Data Collection Procedures
Data collection was conducted from February 7, 2013 to March 11, 2013. Participants
arrived by appointment to UW-Stout’s Nutrition Assessment Lab. After signing the informed
consent form, participants completed the CES-D questionnaire and demographic questions via
Qualtrics using the Nutrition Assessment Lab computer. Next height and weight were measured,
and their 24-hour food diary was collected. Finally, participants were given a 28-day supply of
B vitamins with instructions (Appendix H). Participants took one tablet daily for 28 days.
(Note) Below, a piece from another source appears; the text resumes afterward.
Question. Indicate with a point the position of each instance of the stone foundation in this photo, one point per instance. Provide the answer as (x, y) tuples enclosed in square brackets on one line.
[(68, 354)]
Participants returned to the Nutrition Assessment Lab by appointment 28 days later, where they
completed the CES-D questionnaire and were able to leave comments, again via Qualtrics using
the Nutrition Assessment Lab computer. A second 24-hour food diary was collected. The
participants were asked to bring any unused tablets to the final appointment to assess
compliance. Three participants were unable to make the last in-person appointment, so they
completed the final questionnaire online from their personal computers.
Data Analysis
The Statistical Program for Social Sciences (SPSS) version 19.0 was used to analyze the
data. A paired samples t-test was conducted to determine if there was a significant difference
between the participants’ baseline CES-D scores and post-intervention CES-D scores. A
univariate ANOVA was conducted to assess if there were differences in the reduction of
depressive symptoms between the medicated and unmedicated participants, between participants
with dietary inadequacy in six or more B vitamins versus those with dietary inadequacy in two or
fewer B vitamins, and between male and female participants. Participant gender, age, height and
31
weight were entered into the diet analysis software Food Processor, which was used to determine
individual B vitamin needs and to analyze the B vitamin content of subjects’ diets. The program
compared participants’ estimated nutrient needs with actual consumption to assess whether their
dietary intake of the B vitamins was adequate or inadequate based on reference standards.
Limitations
The self-reported two 24-hour food diaries may be a study limitation, as participants may
have over or underreported the amount and types of foods consumed. More nutrition counseling
strategies could have been employed to increase the accuracy of the food diaries. However, it
would have required more of the participants’ time. Twenty-four hour food recalls and food
diaries are considered more accurate than Food Frequency Questionnaires (FFQs) in assessing
average food intake (Schatzkin et al., 2003), and requiring more food records up to the entire
length of the study rather than just the two sample days obtained would have given a more
accurate diet history. However, studies generally limit the amount of food recalls or diaries
taken to no more than three days because of the time consuming nature of the data entry
involved, and in fact are more apt to use FFQs (Schatzkin et al., 2003). Although Food
Processor has an extensive database, it has limitations in available food choices, and the
researcher may not have always chosen a correct representative food item.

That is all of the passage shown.